Penso nisto tantas vezes, debato comigo mesma o potencial destruidor da verdade contra o potencial destruidor da mentira, estudo pessoalmente os indícios de cada pessoa quando mente e, sobretudo ultimamente, tenho-me dedicado a observar as reacções a verdades incomuns.
Chega a ser divertido que tantas pessoas tenham dificuldade em acreditar nas verdades que lhes são atiradas a sangue frio. As verdades inesperadas, que chocam, aquelas que são frequentemente maquilhadas com mentiras, são tantas vezes recebidas com gargalhadas nervosas, inseguras, incrédulas, como piadas e como falsidades. Quando se reforça e assegura que não há nada de falso nas inéditas afirmações, assume o lugar o espanto, o receio (o tal do diferente), eventualmente a consternação. E fica a verdade como um incómodo que é preciso explicar, justificar a fundo. Fosse uma qualquer balela e seria aceitável com tranquilidade.

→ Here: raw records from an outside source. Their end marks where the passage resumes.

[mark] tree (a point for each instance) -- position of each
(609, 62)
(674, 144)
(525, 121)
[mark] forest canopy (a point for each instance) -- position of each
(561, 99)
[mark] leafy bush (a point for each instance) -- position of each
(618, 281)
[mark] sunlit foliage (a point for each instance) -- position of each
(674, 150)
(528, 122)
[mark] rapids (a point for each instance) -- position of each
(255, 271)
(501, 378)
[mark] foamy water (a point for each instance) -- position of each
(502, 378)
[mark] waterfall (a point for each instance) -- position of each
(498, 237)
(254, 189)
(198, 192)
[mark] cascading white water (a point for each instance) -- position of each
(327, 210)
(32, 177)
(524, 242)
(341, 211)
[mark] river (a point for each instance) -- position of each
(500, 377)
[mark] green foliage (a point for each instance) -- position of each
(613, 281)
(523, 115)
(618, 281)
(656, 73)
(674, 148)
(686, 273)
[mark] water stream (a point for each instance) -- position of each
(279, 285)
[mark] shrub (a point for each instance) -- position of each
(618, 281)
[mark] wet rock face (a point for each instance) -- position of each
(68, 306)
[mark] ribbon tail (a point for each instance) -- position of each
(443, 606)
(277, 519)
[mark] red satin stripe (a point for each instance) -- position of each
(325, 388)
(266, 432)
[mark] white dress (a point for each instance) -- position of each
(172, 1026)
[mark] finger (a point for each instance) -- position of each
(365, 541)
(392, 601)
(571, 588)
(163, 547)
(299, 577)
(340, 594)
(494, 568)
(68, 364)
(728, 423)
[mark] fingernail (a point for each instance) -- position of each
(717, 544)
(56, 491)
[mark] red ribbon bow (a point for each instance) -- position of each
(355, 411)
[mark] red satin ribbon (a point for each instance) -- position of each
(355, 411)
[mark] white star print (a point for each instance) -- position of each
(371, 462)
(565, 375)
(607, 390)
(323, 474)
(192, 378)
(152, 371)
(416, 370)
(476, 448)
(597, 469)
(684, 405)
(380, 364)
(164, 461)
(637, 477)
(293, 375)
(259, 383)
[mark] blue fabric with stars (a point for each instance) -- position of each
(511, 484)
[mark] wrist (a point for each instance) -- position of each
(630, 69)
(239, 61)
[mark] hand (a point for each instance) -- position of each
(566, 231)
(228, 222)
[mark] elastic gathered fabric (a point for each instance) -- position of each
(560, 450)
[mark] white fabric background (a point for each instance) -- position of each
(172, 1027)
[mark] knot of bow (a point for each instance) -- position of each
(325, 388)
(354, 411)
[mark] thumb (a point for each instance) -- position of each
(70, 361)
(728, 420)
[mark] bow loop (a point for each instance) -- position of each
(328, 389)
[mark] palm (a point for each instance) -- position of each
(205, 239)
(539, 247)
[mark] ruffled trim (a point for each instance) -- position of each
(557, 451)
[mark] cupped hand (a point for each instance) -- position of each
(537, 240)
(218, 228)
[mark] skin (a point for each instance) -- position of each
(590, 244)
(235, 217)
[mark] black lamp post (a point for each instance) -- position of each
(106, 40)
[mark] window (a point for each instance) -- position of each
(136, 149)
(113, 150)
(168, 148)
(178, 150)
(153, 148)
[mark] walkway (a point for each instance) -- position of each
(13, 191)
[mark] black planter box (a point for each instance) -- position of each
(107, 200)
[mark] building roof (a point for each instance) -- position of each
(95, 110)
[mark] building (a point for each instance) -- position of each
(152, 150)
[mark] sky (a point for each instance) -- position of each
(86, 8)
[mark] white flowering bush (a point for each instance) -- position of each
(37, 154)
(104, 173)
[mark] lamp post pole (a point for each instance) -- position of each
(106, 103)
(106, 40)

O desconforto da mentira fica só com quem mente para não ofender os restantes, que se sentem ofendidos com a dívida de verdades. Será a mentira um gesto de sacrifício ou abnegação? Ou talvez seja o comodismo que faz perpetuar as mentiras e a aceitação social das mesmas. Talvez seja demasiado difícil, exigente, cansativo, penoso ser sempre inteiramente fiel à verdade absoluta. Mas para quem? Para quem fala verdade ou para quem prefere viver num mundo de faz-de-conta a lidar com verdades incómodas, que magoam, que desarranjam os lugares das coisas?
Não fosse o quotidiano feito de lugares de sombras e enganos, quantos mentirosos se renderiam? Quantas famílias desmoronariam e quantas seriam erguidas mais alto e mais fortes? Qual é o custo da mentira e, mais importante, qual é o custo da verdade?